Depois de duas temporadas impecáveis, Rick and Morty mantém o altíssimo nível das histórias e entrega um terceiro ano memorável com direito a mais lenha na fogueira das teorias. Fica evidente a cada episódio o árduo trabalho da equipe criativa em entregar o melhor, sendo necessário assistir mais de uma vez para pegar todos os detalhes e, mesmo assim, ainda vai deixar algo passar. É claro que o estilo de humor de Dan Harmon exige um amplo repertório de cultura pop. Quem já assistiu Community sabe como é.

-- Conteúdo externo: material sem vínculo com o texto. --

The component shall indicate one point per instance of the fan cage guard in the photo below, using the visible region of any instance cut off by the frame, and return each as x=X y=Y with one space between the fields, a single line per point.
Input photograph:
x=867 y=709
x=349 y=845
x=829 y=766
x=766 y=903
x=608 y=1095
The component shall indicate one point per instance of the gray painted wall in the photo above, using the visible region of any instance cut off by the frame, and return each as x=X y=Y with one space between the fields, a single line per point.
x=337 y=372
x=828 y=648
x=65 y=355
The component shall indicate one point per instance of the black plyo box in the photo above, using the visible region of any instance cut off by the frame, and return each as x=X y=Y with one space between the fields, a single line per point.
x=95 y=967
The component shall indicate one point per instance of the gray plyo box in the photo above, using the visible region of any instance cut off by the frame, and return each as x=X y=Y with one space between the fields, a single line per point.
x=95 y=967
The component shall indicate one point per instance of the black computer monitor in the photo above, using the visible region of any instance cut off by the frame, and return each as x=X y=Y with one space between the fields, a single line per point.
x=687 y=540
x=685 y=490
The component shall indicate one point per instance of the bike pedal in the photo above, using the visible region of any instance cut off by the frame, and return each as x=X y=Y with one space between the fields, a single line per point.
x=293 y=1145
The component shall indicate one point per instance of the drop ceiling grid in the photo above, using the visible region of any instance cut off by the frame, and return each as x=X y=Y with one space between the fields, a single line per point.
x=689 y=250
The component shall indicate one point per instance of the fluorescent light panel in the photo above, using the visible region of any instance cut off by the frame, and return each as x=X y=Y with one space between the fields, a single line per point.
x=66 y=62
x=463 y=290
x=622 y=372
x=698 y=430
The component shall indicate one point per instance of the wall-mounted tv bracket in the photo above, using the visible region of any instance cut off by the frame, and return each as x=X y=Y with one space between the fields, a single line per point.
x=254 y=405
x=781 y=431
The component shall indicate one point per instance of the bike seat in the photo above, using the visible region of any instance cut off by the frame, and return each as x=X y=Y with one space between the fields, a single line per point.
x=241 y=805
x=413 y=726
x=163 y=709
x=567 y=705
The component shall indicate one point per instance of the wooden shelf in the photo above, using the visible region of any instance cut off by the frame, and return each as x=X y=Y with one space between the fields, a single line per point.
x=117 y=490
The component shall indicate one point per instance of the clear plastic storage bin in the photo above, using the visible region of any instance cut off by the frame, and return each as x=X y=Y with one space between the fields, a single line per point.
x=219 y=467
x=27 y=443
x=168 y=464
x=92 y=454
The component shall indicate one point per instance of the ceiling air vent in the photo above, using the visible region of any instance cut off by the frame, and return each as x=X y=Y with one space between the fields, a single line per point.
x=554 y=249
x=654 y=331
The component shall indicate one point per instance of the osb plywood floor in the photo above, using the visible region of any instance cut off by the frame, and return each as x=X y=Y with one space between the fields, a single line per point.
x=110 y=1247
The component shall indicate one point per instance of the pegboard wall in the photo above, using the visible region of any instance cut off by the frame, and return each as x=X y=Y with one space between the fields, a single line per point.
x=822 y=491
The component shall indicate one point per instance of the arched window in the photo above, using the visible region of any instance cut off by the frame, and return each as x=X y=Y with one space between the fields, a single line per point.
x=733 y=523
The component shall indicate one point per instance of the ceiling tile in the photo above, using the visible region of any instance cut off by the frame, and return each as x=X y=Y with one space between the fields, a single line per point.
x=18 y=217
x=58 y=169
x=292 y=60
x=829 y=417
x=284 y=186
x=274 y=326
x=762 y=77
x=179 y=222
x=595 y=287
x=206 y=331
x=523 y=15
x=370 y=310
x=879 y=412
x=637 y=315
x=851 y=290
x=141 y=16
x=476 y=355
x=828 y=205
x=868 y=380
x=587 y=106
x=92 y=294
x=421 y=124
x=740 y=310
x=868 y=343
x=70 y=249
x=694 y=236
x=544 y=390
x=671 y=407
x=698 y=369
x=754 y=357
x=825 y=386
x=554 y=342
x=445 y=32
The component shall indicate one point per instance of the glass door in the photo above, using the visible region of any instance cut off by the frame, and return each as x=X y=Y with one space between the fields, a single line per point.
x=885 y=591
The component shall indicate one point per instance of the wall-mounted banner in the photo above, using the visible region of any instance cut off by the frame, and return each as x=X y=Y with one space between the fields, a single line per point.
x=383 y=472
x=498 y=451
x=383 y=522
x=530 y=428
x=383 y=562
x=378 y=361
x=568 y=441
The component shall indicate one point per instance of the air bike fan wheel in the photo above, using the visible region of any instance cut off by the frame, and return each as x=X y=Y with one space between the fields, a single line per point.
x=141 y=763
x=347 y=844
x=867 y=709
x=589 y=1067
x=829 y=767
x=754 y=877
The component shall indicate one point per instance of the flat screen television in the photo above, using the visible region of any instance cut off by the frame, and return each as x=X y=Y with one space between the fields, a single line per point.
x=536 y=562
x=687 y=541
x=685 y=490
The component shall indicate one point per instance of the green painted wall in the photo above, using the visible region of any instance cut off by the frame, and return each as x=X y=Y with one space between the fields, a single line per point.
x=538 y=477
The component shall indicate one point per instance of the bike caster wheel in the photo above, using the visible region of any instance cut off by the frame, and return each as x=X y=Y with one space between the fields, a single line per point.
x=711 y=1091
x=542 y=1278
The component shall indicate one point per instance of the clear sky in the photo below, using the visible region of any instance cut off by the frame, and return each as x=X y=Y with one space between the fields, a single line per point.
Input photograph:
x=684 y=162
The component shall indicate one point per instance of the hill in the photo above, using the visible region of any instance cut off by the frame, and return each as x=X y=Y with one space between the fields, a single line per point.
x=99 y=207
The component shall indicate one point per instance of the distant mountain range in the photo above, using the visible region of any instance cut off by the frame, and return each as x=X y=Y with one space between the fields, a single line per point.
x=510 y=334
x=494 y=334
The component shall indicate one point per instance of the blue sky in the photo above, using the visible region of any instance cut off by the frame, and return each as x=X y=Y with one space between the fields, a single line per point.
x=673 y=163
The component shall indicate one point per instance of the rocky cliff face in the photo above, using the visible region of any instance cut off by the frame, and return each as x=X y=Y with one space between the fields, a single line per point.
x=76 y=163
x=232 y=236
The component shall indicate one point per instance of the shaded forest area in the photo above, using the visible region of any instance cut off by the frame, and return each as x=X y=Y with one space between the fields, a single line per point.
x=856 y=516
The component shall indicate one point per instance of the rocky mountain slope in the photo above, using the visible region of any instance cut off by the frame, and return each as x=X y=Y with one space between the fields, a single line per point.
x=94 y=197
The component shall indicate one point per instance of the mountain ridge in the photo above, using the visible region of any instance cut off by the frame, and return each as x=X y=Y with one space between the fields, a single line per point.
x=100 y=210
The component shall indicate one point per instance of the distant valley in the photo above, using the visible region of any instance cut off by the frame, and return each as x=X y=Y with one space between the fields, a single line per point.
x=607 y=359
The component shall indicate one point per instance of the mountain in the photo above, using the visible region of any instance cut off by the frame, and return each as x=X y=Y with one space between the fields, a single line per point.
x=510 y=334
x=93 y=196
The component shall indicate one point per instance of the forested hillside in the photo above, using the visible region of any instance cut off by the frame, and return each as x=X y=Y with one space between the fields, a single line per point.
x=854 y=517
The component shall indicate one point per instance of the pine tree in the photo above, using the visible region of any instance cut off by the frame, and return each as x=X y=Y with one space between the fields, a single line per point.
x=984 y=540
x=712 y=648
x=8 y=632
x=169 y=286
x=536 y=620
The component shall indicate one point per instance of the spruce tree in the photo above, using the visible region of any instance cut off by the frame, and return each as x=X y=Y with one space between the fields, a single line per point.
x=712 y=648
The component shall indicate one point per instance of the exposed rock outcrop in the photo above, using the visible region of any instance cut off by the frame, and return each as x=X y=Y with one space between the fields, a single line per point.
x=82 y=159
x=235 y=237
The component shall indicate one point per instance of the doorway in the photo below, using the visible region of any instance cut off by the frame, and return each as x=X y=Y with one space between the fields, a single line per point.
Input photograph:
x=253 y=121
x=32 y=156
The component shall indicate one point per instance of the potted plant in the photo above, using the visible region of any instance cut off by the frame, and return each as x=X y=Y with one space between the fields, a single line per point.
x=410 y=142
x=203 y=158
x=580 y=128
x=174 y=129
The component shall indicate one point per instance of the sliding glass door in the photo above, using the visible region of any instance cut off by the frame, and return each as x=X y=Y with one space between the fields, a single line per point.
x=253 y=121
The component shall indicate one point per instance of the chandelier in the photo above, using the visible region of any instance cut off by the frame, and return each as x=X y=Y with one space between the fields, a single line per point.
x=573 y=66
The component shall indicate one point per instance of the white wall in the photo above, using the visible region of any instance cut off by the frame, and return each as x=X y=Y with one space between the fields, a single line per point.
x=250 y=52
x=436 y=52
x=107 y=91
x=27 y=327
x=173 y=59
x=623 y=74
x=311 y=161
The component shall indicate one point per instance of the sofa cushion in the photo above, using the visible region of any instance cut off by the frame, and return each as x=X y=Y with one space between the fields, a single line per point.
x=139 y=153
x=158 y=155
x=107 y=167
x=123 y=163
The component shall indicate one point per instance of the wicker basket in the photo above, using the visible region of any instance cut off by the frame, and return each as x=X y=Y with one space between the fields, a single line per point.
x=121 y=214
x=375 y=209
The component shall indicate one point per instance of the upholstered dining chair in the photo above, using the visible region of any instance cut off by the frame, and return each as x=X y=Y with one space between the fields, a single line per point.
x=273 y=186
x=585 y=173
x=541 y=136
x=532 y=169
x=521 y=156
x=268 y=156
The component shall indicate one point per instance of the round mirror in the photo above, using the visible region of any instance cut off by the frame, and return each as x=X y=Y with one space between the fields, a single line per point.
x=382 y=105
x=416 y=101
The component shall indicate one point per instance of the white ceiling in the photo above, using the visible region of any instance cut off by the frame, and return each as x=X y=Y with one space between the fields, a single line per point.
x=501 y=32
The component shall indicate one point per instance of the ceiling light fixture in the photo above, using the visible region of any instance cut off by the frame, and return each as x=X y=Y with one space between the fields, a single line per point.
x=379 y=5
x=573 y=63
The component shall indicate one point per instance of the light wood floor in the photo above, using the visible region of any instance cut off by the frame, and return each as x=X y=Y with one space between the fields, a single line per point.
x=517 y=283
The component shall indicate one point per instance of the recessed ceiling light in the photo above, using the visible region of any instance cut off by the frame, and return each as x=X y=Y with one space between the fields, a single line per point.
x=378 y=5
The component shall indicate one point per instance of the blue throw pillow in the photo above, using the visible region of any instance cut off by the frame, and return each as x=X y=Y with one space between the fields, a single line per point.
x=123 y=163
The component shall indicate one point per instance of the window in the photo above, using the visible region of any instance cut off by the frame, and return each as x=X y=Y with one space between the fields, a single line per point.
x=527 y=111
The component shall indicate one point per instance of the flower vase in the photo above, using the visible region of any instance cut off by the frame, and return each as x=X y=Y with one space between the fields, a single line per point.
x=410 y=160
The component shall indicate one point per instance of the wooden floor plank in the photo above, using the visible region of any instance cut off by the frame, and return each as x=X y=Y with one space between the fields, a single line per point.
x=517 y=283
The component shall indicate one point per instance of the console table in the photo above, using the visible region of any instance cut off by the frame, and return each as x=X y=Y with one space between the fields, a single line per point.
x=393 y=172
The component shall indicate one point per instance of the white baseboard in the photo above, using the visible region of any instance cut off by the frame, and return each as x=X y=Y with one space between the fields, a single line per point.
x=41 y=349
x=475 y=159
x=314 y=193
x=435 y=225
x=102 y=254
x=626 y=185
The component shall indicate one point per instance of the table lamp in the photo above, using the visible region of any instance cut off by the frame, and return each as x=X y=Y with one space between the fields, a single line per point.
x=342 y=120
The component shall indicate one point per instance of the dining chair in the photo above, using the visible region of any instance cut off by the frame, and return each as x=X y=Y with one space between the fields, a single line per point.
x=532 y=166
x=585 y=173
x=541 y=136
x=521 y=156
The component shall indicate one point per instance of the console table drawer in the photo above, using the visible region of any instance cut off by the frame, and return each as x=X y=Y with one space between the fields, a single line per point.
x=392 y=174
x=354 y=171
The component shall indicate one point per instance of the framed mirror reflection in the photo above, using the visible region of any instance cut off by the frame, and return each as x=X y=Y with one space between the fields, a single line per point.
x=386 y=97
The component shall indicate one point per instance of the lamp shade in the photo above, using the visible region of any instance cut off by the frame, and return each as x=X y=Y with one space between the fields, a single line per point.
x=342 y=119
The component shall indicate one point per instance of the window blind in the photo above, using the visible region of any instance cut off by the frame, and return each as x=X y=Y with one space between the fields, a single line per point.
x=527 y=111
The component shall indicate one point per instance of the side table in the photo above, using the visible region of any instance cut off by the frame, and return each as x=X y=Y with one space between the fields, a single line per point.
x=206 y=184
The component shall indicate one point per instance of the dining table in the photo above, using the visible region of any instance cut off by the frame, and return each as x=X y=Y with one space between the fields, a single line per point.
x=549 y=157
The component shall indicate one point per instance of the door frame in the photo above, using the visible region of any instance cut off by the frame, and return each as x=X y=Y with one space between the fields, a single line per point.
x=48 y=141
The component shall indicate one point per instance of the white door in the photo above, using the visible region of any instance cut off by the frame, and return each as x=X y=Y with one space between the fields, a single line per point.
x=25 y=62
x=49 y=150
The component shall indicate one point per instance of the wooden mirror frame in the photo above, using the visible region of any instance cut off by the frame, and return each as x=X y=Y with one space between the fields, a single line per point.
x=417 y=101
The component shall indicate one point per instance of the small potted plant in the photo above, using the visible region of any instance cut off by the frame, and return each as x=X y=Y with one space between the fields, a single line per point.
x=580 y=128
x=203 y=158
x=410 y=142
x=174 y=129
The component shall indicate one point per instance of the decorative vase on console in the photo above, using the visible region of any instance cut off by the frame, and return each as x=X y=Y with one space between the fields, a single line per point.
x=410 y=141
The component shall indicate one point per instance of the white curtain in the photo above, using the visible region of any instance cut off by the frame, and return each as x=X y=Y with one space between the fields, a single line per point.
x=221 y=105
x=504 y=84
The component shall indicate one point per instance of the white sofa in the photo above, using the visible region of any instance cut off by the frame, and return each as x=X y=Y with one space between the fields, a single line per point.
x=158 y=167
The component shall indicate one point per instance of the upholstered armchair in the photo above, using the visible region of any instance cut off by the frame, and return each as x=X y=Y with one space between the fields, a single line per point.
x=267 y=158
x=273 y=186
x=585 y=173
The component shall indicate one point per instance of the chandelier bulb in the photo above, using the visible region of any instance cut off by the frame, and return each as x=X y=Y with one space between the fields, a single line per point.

Mas não se preocupe, há espaço para se divertir com os conceitos bem elaborados e bizarros que só uma excelente ficção científica pode trazer.

 

Nesta temporada, os roteiristas desenvolveram bastante a relação da família Smith. Tem episódios dedicados para cada um: Beth (Sarah Chalke) divorcia de Jerry (Chris Parnell) e enfrenta seus problemas com Rick (Justin Roiland); Summer (Spencer Grammer) lida com os “problemas” da adolescência; Jerry… continua sendo Jerry; e principalmente a dinâmica tóxica entre Rick e Morty (Justin Roiland). Episódios brilhantes como Rest and Ricklaxation em que, literalmente, a dupla enfrenta o seu pior “eu” e The Ricklantis Mixup, que resgatou um misterioso personagem da primeira temporada, mostraram outras faces desta relação tão complexa.

 

 

Pra variar, referências do cinema choveram nos dez episódios, deste Mad Max – Estrada da Fúria em Rickmancing The Stone até Os Vingadores em Vindicators 3 – The Return Of Worldender, neste último, se havia alguma dúvida da indiferença que Rick tem por Morty, foi eliminada com um belo tiro de misericórdia. No entanto, as ideias malucas de Harmon e Roiland é que merecem o tapete vermelho. Rick se transforma em um pickle (Pickle Riiiiiiiiiick) para fugir da terapia em família, uma parada de carros em que todos os visitantes tornam-se imortais, um mundo de fantasia em que o rei transa com animais e come seus filh… bom, melhor parar por aqui. E ainda tem o especial Morty’s Mind Blowers que é tão divertido quanto Interdimensional Cable 1 e 2.

 

Para fechar com chave interplanetária, a season finale The Rickchurian Mortydate vai contra todas as expectativas do fãs, que esperavam a conclusão de suas teorias, e encerra de uma maneira “simples”, sem nenhum cliffhanger desesperado para manter o público interessado até a próxima temporada. Contudo, a cena pós-créditos dá indicios de um possível especial de Natal. Será?

 

 

Com especial ou sem especial, Harmon mostra com o último episódio que está mais interessado em contar histórias separadas do que criar uma grande trama que tenha a necessidade de, futuramente, conectar tudo. Sem pressa em revelar os seus segredos, Rick and Morty tem tempo de sobra para continuar surpreendendo, divertindo e torturando seus fãs em todos os universos possíveis.